Tudo Aquilo que Nós, Deste Lado, Podemos Dizer

quarta-feira, junho 07, 2017

Acho que quem é voluntário é especial. Tenho quase a certeza. Entregar-se. Dar-se. Não é para todos. (receber tão-pouco). Na doença, cruzei-me com muitos. Ainda me cruzo. Antes disso, também. Fiz reportagens sobre o tema, mas admito, nunca estive tão perto de entendê-lo como estou, agora. (mais vale tarde do que nunca, não é verdade?).

No hospital onde faço tratamento, actualmente, há um grupo de mulheres que distribuem lanches. Vestem amarelo e são da Liga dos Amigos do Hospital. (corrijam-me se estiver enganada). Trazem - entre outras coisas - um cesto com água, chá, sumo e bolachas. Há umas que desempenham o papel melhor que outras. Tal como nós, doentes. 

Ontem foi dia de tratamento intravenoso. (um ciclo de 28 em 28 dias se reunidas as condições e os valores para). Se não há condições fica-se triste porque não as há. Se as há fica-se triste na mesma. Talvez menos. Depois do tratamento, segue-se a ressaca. Umas vezes mais hardcore do que outras. Nunca lá tinha visto a voluntária que me apareceu à frente, hoje. Na despedida, disse-me força. Agradeci-lhe, rejeitando as bolachas. E ela continuou: é tudo aquilo que nós, deste lado, podemos dizer. E parou. Para continuar. Vocês, aí, desse lado, é que sabem. Não se estava a desculpar. Estava a reconhecer, com doçura, a impotência que nos aproximava.

Foi a primeira vez. A primeira vez que alguém disse tanto... em tão pouco. Não reclamo para mim um lugar especial. Longe disso. Mas, especial, foi o que foi. Como se o cateter a trespassar a veia fizesse (mais) sentido. E como se o álcool em cima da ferida não ardesse. Muito.

Esperar dos outros.

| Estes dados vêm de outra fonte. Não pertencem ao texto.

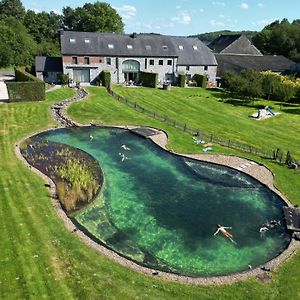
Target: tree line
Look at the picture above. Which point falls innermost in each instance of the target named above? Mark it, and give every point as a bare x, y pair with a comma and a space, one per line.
25, 34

Esperamos sempre. Sempre. Mesmo quando não nos compreendem. Não nos toleram. Nem nos amam. Esperamos, sempre, que validem. Que nos validem. Que dêem (mais) sentido àquilo que nos custa. Ao que nos damos - e dedicamos - tanto. E à nossa existência. Às vezes permanecemos demasiado tempo em determinados sítios porque não temos saída(s). Outras, porque achamos que só faz sentido sair deles quando nos disserem que nos portámos bem. Demos o nosso melhor. E fizemos tudo o que podíamos ter feito. 

Ainda bem que há gente a dizer disto por aí. Mesmo que não seja a gente que a gente espera.
Soube bem. Dolorosamente bem.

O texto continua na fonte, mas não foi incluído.